By Grimaldi Law Associate Jennifer Singh
On August 8, 2019, the U.S. Environmental Protection Agency (EPA) published guidance stating that, under the Federal Insecticide, Fungicide and Rodenticide Act (FIFRA), it refuses to approve “false and misleading” warning labels on pesticide products that say the chemical glyphosate causes cancer. Glyphosate, the active ingredient in the weed killer, Roundup, is the most widely used herbicide in the United States and is used on more than 100 food crops as well as for various non-agricultural needs.
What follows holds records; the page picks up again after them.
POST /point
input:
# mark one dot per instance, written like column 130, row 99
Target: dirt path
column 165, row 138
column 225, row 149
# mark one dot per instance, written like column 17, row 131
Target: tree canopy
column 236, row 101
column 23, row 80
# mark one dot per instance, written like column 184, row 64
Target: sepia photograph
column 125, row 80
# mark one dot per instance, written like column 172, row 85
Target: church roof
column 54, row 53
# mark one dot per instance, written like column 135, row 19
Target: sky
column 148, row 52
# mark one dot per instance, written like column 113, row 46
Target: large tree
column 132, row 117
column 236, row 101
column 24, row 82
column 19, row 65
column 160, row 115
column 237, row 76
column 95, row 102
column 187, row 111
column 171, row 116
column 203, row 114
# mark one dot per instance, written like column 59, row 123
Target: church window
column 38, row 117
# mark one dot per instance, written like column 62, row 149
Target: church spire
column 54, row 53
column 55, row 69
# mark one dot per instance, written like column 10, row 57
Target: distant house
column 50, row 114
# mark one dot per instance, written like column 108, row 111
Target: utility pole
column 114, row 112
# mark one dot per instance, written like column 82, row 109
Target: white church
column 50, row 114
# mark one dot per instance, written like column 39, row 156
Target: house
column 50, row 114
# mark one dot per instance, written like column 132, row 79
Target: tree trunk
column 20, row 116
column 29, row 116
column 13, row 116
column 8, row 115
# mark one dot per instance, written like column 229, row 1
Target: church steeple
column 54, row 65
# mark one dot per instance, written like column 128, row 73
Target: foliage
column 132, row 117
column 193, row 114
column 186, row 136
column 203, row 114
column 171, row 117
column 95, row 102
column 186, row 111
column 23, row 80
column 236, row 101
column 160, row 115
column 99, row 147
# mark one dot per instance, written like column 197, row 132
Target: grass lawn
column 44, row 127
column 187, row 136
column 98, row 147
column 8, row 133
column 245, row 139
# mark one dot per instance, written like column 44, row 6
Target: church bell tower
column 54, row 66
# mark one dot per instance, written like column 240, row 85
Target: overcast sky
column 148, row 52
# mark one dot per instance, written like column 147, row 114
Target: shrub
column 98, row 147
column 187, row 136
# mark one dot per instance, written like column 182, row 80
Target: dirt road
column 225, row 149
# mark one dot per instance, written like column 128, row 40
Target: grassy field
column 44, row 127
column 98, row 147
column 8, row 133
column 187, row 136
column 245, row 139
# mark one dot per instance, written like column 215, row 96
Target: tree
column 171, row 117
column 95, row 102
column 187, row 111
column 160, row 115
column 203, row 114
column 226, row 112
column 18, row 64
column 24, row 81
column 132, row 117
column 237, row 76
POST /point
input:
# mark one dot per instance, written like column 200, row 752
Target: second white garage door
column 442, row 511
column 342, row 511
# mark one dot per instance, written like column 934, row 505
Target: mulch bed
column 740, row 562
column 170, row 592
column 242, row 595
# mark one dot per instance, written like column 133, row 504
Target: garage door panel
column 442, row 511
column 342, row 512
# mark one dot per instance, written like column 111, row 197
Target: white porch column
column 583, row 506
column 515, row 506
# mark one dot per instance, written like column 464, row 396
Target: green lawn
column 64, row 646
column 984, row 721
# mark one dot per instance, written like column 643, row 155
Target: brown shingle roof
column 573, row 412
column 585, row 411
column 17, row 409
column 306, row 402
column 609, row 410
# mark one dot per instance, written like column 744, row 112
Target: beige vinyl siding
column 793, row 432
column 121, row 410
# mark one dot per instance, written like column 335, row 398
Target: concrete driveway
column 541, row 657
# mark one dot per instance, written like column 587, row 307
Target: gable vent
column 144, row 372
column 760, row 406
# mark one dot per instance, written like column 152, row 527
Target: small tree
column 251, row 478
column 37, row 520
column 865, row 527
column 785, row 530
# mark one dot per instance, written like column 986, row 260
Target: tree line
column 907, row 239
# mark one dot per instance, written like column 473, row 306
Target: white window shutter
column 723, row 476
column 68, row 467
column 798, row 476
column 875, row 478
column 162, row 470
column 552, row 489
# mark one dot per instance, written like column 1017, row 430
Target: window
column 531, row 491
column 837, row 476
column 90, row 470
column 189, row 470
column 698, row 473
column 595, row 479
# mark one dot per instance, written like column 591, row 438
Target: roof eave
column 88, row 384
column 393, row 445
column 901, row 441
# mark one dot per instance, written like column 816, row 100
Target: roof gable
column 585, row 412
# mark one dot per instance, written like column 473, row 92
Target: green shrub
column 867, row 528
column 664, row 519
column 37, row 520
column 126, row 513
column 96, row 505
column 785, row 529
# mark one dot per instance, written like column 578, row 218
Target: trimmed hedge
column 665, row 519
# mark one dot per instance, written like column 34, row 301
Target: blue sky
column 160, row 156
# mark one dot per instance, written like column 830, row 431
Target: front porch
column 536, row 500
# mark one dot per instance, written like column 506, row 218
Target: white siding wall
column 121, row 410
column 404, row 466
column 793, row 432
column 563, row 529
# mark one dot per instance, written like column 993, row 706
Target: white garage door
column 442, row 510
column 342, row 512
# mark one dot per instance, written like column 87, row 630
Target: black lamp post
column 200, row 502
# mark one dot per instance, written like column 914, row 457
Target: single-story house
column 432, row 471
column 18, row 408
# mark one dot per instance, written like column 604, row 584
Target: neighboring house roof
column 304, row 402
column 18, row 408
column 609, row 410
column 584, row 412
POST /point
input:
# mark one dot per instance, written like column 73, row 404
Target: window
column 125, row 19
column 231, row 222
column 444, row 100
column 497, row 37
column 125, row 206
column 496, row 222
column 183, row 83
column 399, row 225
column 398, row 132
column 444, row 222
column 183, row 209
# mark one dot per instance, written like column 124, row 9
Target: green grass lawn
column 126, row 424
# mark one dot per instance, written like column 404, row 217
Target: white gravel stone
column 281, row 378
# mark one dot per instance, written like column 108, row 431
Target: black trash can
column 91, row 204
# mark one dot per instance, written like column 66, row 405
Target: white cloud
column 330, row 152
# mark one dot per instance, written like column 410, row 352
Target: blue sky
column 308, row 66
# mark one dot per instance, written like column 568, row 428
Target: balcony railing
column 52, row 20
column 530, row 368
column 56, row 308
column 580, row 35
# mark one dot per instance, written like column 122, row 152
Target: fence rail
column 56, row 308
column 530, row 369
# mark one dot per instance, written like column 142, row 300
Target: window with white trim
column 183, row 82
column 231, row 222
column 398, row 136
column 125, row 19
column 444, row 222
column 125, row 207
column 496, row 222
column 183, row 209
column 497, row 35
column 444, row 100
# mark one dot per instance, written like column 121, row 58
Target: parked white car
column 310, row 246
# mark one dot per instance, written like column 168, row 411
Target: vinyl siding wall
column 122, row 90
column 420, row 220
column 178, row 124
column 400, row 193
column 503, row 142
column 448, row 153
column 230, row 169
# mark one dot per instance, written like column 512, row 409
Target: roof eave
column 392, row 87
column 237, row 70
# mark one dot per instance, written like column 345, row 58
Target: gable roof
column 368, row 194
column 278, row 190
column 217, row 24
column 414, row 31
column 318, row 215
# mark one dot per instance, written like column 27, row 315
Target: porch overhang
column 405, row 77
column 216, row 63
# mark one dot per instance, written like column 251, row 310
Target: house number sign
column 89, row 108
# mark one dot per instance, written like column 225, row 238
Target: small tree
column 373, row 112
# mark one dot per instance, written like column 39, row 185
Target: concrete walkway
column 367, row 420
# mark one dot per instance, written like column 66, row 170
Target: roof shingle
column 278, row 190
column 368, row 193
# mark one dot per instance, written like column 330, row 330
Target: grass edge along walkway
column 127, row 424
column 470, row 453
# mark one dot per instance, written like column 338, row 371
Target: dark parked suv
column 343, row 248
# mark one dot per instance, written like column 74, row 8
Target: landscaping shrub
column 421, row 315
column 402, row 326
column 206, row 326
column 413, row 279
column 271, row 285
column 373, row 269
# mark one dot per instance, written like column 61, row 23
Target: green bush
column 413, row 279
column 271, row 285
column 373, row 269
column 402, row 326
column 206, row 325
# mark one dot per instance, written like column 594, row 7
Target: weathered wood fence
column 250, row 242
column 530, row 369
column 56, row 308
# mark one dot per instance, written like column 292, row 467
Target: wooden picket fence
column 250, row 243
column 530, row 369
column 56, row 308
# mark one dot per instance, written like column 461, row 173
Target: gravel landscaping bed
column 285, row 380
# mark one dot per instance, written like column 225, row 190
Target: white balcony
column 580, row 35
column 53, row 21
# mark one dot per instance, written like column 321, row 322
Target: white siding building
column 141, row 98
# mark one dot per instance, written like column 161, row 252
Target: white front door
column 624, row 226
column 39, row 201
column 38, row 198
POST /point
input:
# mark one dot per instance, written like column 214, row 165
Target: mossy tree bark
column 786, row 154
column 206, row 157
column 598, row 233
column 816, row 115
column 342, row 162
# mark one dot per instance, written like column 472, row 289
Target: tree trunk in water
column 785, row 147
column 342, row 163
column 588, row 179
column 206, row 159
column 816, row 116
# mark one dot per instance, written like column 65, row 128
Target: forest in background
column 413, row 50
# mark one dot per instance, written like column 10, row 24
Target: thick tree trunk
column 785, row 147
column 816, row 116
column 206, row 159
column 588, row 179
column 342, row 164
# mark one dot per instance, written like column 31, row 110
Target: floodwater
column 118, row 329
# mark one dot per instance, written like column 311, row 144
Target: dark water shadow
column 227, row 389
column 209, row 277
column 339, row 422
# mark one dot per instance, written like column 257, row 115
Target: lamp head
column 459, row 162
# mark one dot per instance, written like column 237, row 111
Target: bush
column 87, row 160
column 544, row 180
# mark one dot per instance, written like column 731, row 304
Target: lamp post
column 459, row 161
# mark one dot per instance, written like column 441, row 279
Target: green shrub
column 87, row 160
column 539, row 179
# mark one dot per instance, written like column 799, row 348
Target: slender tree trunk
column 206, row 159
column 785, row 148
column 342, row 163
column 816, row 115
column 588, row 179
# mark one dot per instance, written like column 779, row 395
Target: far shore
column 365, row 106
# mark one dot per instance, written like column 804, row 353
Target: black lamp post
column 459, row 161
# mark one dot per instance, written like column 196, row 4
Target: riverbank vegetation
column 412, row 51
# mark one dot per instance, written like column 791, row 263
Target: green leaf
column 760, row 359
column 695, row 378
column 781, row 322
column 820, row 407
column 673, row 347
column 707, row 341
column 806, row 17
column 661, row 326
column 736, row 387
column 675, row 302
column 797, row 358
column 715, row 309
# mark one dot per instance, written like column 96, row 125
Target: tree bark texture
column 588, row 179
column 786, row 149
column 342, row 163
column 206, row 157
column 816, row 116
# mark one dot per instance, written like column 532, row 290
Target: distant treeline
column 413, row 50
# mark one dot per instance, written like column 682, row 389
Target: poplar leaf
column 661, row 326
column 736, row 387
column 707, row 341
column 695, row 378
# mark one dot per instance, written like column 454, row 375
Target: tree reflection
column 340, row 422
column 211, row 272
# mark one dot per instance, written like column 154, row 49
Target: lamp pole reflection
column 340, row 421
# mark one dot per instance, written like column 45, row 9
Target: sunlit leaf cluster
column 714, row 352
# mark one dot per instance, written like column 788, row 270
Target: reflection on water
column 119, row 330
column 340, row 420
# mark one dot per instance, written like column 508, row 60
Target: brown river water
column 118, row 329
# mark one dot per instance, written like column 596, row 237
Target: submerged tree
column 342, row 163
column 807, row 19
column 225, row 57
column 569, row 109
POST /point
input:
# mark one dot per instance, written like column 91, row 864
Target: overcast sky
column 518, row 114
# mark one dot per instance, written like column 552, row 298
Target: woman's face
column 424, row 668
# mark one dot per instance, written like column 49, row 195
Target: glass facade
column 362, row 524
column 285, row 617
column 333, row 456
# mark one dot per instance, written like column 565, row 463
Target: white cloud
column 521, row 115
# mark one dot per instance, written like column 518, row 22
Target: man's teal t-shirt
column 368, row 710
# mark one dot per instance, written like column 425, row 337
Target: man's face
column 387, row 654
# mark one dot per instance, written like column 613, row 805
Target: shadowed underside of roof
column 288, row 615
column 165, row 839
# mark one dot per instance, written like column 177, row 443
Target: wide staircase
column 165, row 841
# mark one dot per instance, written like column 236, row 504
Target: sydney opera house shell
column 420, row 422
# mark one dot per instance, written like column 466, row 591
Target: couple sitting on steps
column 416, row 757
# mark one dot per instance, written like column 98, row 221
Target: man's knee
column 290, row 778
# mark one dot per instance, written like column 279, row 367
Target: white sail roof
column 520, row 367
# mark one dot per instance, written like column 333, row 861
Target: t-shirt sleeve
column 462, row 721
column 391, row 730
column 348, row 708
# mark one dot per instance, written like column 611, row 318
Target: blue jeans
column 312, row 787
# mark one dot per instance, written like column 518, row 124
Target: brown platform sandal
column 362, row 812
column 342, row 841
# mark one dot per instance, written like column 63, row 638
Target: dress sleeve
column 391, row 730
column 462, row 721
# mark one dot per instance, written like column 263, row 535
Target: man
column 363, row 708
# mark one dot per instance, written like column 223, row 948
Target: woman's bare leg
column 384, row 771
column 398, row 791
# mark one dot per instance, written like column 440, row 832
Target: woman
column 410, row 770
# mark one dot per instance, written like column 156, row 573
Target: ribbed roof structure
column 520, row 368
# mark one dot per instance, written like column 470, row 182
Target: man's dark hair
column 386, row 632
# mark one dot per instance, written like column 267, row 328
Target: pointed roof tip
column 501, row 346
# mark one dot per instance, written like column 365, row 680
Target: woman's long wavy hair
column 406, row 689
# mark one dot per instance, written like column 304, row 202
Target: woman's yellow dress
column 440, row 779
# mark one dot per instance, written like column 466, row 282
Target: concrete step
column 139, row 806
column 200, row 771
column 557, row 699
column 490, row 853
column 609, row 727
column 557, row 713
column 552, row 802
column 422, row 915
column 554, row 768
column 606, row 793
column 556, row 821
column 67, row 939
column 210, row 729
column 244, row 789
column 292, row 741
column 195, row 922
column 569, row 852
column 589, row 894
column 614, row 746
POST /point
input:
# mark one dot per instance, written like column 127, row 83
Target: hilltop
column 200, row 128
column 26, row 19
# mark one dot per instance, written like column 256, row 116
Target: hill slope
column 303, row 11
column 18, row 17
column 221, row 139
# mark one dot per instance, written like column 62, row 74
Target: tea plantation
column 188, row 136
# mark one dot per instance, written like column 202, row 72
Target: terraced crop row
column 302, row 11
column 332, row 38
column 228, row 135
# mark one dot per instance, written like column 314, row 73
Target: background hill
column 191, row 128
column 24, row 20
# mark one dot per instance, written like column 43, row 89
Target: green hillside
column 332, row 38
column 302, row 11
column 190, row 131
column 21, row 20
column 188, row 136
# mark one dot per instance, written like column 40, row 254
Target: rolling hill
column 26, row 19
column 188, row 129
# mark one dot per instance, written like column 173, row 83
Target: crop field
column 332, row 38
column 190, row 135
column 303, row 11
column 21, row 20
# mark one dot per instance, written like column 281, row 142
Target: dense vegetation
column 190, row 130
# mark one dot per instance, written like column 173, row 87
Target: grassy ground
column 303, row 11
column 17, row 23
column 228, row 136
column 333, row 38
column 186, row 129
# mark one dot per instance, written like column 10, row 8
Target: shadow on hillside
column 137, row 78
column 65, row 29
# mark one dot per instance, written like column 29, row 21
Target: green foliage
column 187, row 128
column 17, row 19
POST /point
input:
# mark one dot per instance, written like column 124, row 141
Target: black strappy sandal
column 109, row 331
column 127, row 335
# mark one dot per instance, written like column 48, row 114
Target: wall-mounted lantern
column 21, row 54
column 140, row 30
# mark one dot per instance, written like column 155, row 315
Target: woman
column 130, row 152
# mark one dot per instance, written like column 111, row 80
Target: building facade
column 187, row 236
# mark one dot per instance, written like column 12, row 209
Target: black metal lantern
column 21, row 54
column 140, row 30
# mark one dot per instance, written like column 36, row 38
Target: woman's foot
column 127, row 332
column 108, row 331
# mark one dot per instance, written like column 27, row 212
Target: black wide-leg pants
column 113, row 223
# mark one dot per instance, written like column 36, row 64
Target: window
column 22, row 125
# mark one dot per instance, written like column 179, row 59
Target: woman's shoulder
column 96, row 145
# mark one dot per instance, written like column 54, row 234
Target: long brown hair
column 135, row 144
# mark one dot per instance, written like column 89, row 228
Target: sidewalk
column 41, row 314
As part of its statement, EPA criticized the International Agency for Research on Cancer’s determination that glyphosate is “probably carcinogenic” and said its own studies have not supported a carcinogenic link.
The agency’s position is in response to, and directly contradicts, California’s Proposition 65 (Prop 65) right to know law. Under Prop 65, the state maintains a list of chemicals shown to cause cancer, including glyphosate, and businesses exposing California consumers to listed chemicals at certain levels are required to provide “clear and reasonable” warnings. When a chemical such as glyphosate is also registered as a pesticide, FIFRA requires manufacturers to submit their labels for EPA’s approval – hence, EPA’s role in taking a position on the incorporation of Prop 65 warnings on pesticide labels. EPA’s announcement effectively sets up preemption and First Amendment defenses to the imposition of Prop 65’s warning obligations as they pertain to glyphosate.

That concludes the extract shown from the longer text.